Ancilla qubit reduction is contingent upon fully connected quantum hardware

Dr. Thomas Vidick and Dr. Akel Hasen are steadily chipping away at the resource demands of quantum computation, but a fundamental trade-off persists. The algorithm elegantly reduces the need for ancilla qubits by cleverly grouping quantum operations, effectively minimising the number of simultaneous Pauli terms that require auxiliary qubit assistance. However, the benchmarks rely on a fully connected quantum system, a level of connectivity rarely found in current or near-future hardware. A fully connected system implies that any qubit can directly interact with any other qubit, simplifying circuit construction and optimisation. Addressing this limitation and scaling the approach to more realistic, limited-connectivity devices presents a significant challenge, potentially requiring substantial modifications to the recursive partitioning process and negating some of the reported gains. Implementing the algorithm on hardware with limited connectivity would necessitate the introduction of SWAP gates to move qubits into adjacent positions for interaction, adding to the circuit depth and complexity.

Limited connections between quantum bits, or qubits, currently hinder complex calculations. The physical layout of qubits on a quantum processor often restricts which qubits can directly interact, forcing the use of SWAP gates to facilitate communication. Despite this limitation, the core principle of reducing ancilla qubit usage remains valuable, offering a strong improvement in constructing controlled time-evolution circuits, essential components within quantum algorithms that dictate how qubits interact. By intelligently grouping terms within a Hamiltonian, a mathematical description of a quantum system, and applying a ‘sign-flip Pauli string’, a technique used to manipulate the Hamiltonian’s terms, the need for control qubits is sharply lessened. The sign-flip Pauli string effectively transforms the Hamiltonian into an equivalent form that requires fewer ancilla qubits for simulation. Further investigation is now needed to determine how the recursive algorithm performs when applied to quantum processors with limited qubit connectivity, a common characteristic of current hardware. Future research will likely focus on adapting the algorithm to account for the constraints of realistic hardware architectures, potentially through the development of techniques for mapping the partitioned Hamiltonian onto the available qubit connectivity graph.

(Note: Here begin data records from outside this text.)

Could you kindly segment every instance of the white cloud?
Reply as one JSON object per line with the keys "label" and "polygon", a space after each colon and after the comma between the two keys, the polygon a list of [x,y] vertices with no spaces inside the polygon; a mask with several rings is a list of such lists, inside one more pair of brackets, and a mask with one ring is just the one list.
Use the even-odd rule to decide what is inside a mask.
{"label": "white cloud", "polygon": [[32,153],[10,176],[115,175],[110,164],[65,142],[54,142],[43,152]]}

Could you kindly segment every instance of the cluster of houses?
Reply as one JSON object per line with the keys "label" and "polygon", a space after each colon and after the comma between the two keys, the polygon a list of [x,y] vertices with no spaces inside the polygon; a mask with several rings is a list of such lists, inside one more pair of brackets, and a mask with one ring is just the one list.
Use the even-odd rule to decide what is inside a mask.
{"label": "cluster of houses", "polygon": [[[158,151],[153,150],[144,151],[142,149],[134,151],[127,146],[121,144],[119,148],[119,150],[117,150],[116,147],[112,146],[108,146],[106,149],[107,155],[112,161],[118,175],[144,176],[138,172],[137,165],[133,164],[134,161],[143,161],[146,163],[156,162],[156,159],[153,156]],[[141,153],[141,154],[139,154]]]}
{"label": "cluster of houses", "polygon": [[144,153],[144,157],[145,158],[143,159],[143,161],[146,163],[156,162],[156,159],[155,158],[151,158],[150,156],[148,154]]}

The researchers developed an algorithm that reduced the number of control qubits needed for simulating quantum systems. This matters because fewer control qubits translate to simpler quantum circuits, potentially making complex calculations more efficient. Benchmarks on a Kagome Hamiltonian with 24 spins demonstrated reductions of 85.2% in compiled T depth and 68.9% in compiled CX depth compared to a standard approach. The authors state that future work will focus on adapting the algorithm for quantum processors with limited qubit connectivity.